My favorite thing about married life is the early mornings.
When the light is just leaving blue for yellow, and the sheets whisper their secrets as the mattress dips and David nudges his nose into my neck.
I love the sound of sheets in the morning.
And David's voice, right in the middle of a conversation. No "How are you's" or showers or clean teeth. Just us. In the middle.
This morning I asked David if this is what he imagined his life would be like when he married me.
I could feel his smile against my collarbone.
"I don't think so."
"Me either."
"I'm not sure I really imagined anything. Did you?"
But I know him better than that, of course. He always had plans. Ideas of the perfect life. We used to break up every Thursday over this very thing. He couldn't help himself.
We waited a whole six months to get married because he had always imagined a June wedding. He still thinks it was worth the wait. I still don't. It's been fourteen years and I still bring it up when we fight. It was the first great offense, after all.
I'm not sure what I imagined life would be like. (I just knew I wanted to be with him all the time. And wake up with him. That most of all.) But I'm sure I didn't imagine that building a life together would actually mean so many hours apart.
Fourteen years ago this morning we were kneeling across an altar, making promises about things we couldn't imagine. Promises about laundry and children and morning sickness and road trips and dishes and broken sprinkler pipes and forgiveness and emergency rooms and Christmas mornings and late meetings at the hospital.
David's right, of course.
I don't think it is what either of us imagined.

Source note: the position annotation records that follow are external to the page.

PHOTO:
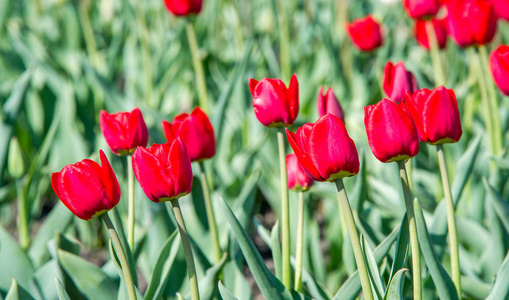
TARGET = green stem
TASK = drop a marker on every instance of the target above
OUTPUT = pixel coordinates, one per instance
(414, 241)
(188, 252)
(210, 211)
(285, 215)
(354, 237)
(121, 256)
(451, 220)
(198, 68)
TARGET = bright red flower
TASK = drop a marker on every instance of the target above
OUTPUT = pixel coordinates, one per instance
(435, 114)
(397, 81)
(324, 149)
(124, 131)
(87, 188)
(274, 104)
(365, 33)
(195, 131)
(392, 135)
(499, 65)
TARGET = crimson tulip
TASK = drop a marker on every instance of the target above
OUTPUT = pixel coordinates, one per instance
(87, 188)
(324, 149)
(328, 103)
(397, 81)
(392, 135)
(499, 66)
(195, 131)
(124, 131)
(274, 104)
(365, 33)
(163, 171)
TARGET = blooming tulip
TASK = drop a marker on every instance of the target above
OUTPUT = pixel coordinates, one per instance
(328, 103)
(435, 114)
(499, 65)
(392, 135)
(124, 131)
(324, 149)
(163, 171)
(397, 81)
(274, 104)
(365, 33)
(87, 188)
(195, 131)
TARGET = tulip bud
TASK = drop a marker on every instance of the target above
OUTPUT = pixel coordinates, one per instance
(392, 135)
(274, 104)
(365, 33)
(87, 188)
(499, 66)
(324, 149)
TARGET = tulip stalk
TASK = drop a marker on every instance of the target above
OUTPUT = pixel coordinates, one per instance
(121, 256)
(451, 220)
(354, 237)
(414, 242)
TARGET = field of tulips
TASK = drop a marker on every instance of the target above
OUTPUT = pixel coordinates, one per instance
(270, 149)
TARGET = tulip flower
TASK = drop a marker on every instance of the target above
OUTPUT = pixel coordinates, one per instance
(392, 135)
(365, 33)
(274, 104)
(124, 131)
(499, 66)
(328, 103)
(397, 81)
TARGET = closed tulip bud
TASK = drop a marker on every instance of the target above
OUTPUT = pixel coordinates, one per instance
(421, 35)
(124, 131)
(435, 114)
(274, 104)
(183, 7)
(196, 133)
(499, 65)
(163, 171)
(397, 81)
(298, 179)
(365, 33)
(392, 135)
(328, 103)
(324, 149)
(87, 188)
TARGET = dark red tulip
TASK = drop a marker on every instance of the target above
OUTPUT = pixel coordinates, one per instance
(392, 135)
(195, 131)
(87, 188)
(365, 33)
(124, 131)
(324, 149)
(435, 114)
(163, 171)
(397, 81)
(274, 104)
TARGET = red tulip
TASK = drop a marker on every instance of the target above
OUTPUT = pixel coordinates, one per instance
(499, 65)
(397, 81)
(422, 36)
(419, 9)
(87, 188)
(124, 131)
(274, 104)
(163, 171)
(298, 179)
(195, 131)
(392, 135)
(435, 114)
(365, 33)
(324, 149)
(183, 7)
(471, 22)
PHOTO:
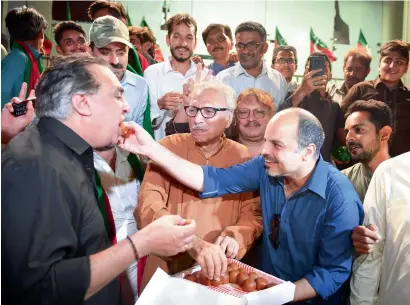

Some of it is better and some of it is not.
But the real magic of our marriage is that every morning for the last fourteen years, we have made and kept the same promises, regardless.
This morning before David went to work, we had to take the car into the shop. (We know how to celebrate an anniversary.) These are the middle years of marriage, when car repairs replace a night away. David dropped me off and we went our separate ways, he to work and me to the children and the casserole dish still soaking from last night. With a kiss and a promise to meet up later.
This is what real marriage is, I told myself, willing myself not to be disappointed. I was a bit anyway. But when I came in, I found the smell of David's aftershave and another note in red lipstick waiting for me. Dated this time. To show he intended it for today. On the occasion of our anniversary.
It was enough.
To tide me over until tonight.
When we will review the day, and the last fourteen years, and the fourteen ahead, I will tell him that my life with him is better than I ever imagined.
And despite his old plans for the perfect life, I imagine he will tell me the same.